# Burton Proto Lab Trip



## P3 Mammoth (Dec 3, 2011)

Honestly, don't go in with too many pre-concieved ideas of what the board should be. Let the guys at Burton help shape this decision, that's what they do.


----------



## cnesta (Oct 28, 2012)

But we have to give them an idea of what board platform we want so they can have materials ready for when we get there.


----------



## cnesta (Oct 28, 2012)

???bump????


----------



## snowklinger (Aug 30, 2011)

cnesta said:


> so heres the deal my brother in-law is doing a senior project he told his teacher he was going to build his own snowboard we did some research and looks dam hard unless we don't care and it will be crap! I gave him the idea to email burton and we got a response from donna carpenter jakes wife.
> We got a personal invite to the proto lab for him to build his own board what ever he wants custom graphics the whole nine yards!!! Im super stoked to go we will ride killington the next day!! And ideas on what he should do board wise he like to jib and play butters ect.

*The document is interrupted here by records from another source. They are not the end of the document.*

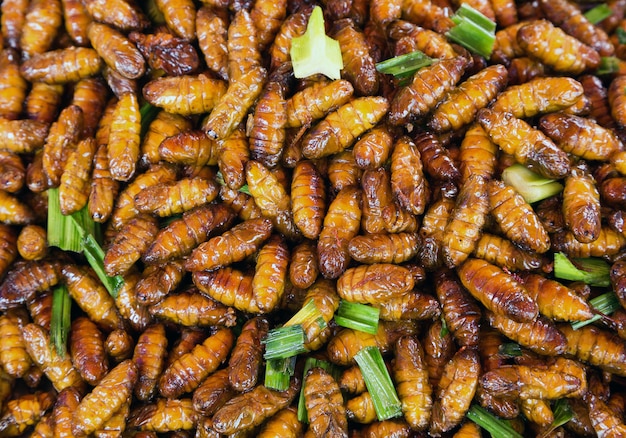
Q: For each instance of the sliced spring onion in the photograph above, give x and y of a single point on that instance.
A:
(357, 316)
(60, 319)
(604, 304)
(592, 270)
(310, 363)
(492, 424)
(315, 52)
(378, 383)
(278, 373)
(532, 186)
(598, 13)
(403, 66)
(473, 31)
(283, 342)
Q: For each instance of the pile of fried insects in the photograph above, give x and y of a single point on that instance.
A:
(277, 218)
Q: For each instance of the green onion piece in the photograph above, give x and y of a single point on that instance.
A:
(403, 66)
(284, 342)
(311, 362)
(61, 318)
(378, 383)
(473, 31)
(608, 65)
(604, 304)
(357, 316)
(593, 271)
(62, 231)
(315, 52)
(532, 186)
(492, 424)
(598, 13)
(278, 373)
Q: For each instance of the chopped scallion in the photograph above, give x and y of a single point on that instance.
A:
(357, 316)
(593, 271)
(492, 424)
(532, 186)
(284, 342)
(60, 319)
(378, 382)
(315, 52)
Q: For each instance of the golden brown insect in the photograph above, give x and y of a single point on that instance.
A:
(187, 372)
(58, 369)
(212, 31)
(246, 357)
(455, 390)
(427, 88)
(374, 283)
(539, 96)
(580, 136)
(466, 221)
(229, 286)
(412, 384)
(461, 104)
(164, 415)
(234, 104)
(62, 65)
(129, 244)
(86, 344)
(184, 95)
(123, 147)
(529, 145)
(516, 217)
(13, 354)
(340, 128)
(496, 290)
(105, 399)
(149, 356)
(91, 296)
(556, 49)
(540, 335)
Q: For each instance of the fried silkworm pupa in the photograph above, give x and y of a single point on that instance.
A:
(87, 350)
(246, 357)
(250, 409)
(496, 290)
(105, 399)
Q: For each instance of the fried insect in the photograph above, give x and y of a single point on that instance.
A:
(529, 145)
(86, 344)
(427, 88)
(62, 65)
(105, 399)
(246, 357)
(466, 221)
(341, 223)
(412, 384)
(58, 369)
(556, 49)
(496, 290)
(461, 104)
(185, 95)
(340, 128)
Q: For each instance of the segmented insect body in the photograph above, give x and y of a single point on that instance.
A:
(185, 95)
(61, 66)
(529, 145)
(498, 291)
(412, 385)
(105, 399)
(556, 49)
(466, 221)
(427, 88)
(461, 104)
(341, 128)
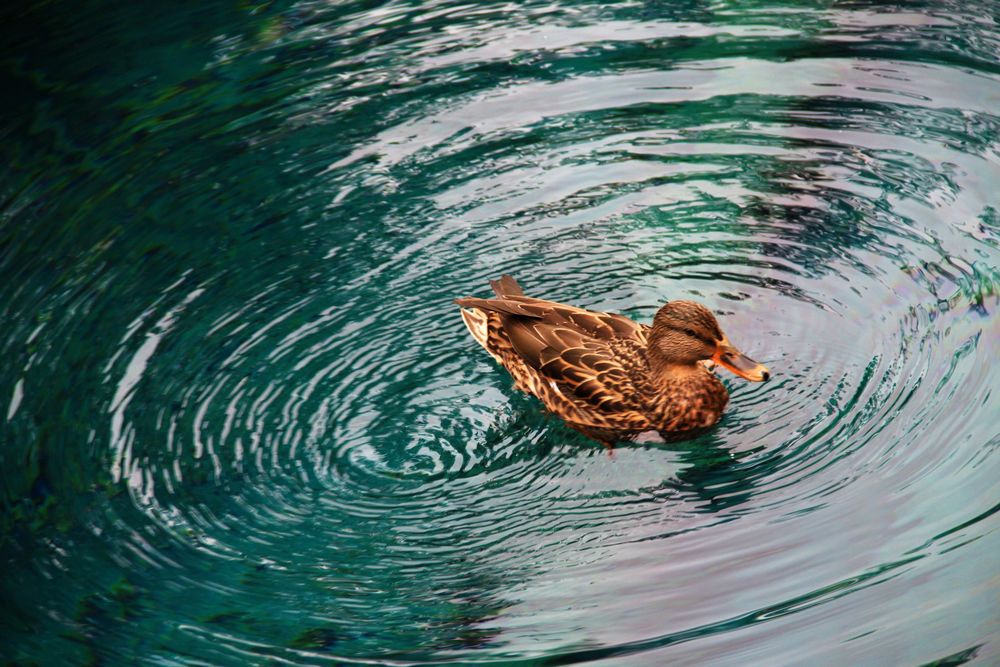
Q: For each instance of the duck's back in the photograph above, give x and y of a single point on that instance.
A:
(585, 366)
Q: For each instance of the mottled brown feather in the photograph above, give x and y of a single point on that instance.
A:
(591, 368)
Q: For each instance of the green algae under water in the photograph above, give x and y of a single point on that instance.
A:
(242, 423)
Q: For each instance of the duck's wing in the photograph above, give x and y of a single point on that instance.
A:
(580, 357)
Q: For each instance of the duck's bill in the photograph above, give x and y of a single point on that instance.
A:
(739, 363)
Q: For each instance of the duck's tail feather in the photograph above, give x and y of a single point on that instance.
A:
(506, 286)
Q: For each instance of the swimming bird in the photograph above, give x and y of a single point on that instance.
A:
(605, 375)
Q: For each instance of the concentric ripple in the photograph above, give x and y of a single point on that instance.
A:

Small jumps and what not!!!
> My thought wat the super hero, or go all out and c if he can build the mystery!!
> Give me your thoughts on boards and graphics hope to hear some good things!!!


holy fuck that is rad even though the big letters seem sarcastic

i'd pick the restriced custom if he wants a park board, but joystick or hero sure if he wants it soft.


----------



## ShredLife (Feb 6, 2010)

tell them you want a skate banana


----------



## cnesta (Oct 28, 2012)

Ya that will go over we'll skate banana with NS graphics 
I bet they wouldn't let us in the door well. I'm a big burton fan anyhow be it cliche or not I think they make the best equipment so everybody start hating now!!!!


----------